1. Introduction

Curating Tabular Datasets using Knowledge Graphs

Azanzi Jiomekong

Hippolyte Tapamo

Sanju Tiwari

Allard Oelen

Sören Auer

1 0 Department of Computer Science, University of Yaounde I , Yaounde , Cameroon 1 TIB - Leibniz Information Centre for Science and Technology , Hannover , Germany 2 Universidad Autonoma de Tamaulipas , Mexico , India

Tabular datasets are composed of tables. These tables are used to structure and organize data. However, considering tables individually may make it dificult to identify some information that can be highlighted by linking with other information. To solve this problem, tabular datasets are curated.

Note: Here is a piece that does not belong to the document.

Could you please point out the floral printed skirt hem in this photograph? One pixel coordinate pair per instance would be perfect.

This curation consists of creating/updating tabular datasets and annotating them using Knowledge Graphs. In this paper, we present a generic workflow that is generally used during the curation process. The example of the creation of Open Research Knowledge Graph comparisons tables is presented to illustrate.

eol>Tabular Data Tabular Dataset curation Semantic annotation Knowledge Graph Open Research Knowledge Graph

1. Introduction

Tables are one of the most used data structures to organize data by software developers, data scientists, business people, etc. Every day, these people have to handle tables that have been extracted from structured, semi-structured and unstructured sources in order to furnish information for decision making. For instance, in a recent work, we extracted tables from scientific papers for several purposes such as Knowledge Graph construction and building of Food Composition Tables datasets [ 1, 2 ].

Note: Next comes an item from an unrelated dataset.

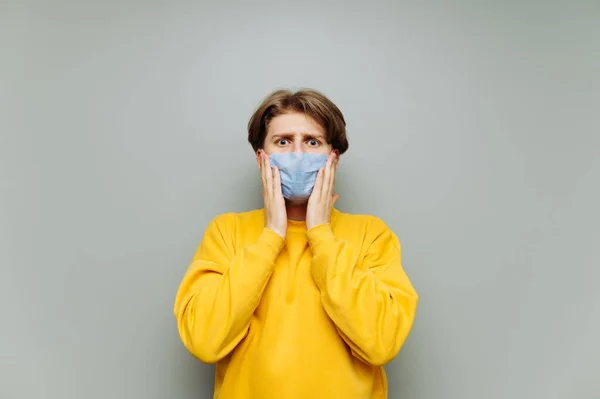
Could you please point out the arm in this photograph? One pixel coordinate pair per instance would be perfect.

Everyday, data scientists use statistical tools such as RStudio to analyze tabular data that have been extracted from databases of sales, pricing, food composition, etc. and furnish relevant information to decision makers and business people. However, considering tables individually may make it dificult to identify some information that can be identified by linking with other information [ 3 ]. That is why tabular data curation can be helpful. Our research on the curation of TSOTSATable dataset [ 1, 4 ], Open Research Knowledge Graph [ 2, 5, 6 ] and the development of Semantic Tables Annotation systems [7, 8] allowed us to define a generic workflow for the curation of tabular datasets. Thus, the main contribution of this paper is this generic workflow (presented by the Fig 1) that describes the curation process so that it can be helpful to other researchers working on tabular dataset curation. The creation of ORKG comparison tables is provided as a use case. This workflow consists of the identification of data sources from which data will be extracted (see Section 2), data acquisition and organization (see Section 3), and tabular dataset refinement (see Section 4). Given that many automatic systems are generally proposed by researchers during the curation process, we present in Section 5 how these systems are evaluated. The conclusion of this work is presented in Section 7.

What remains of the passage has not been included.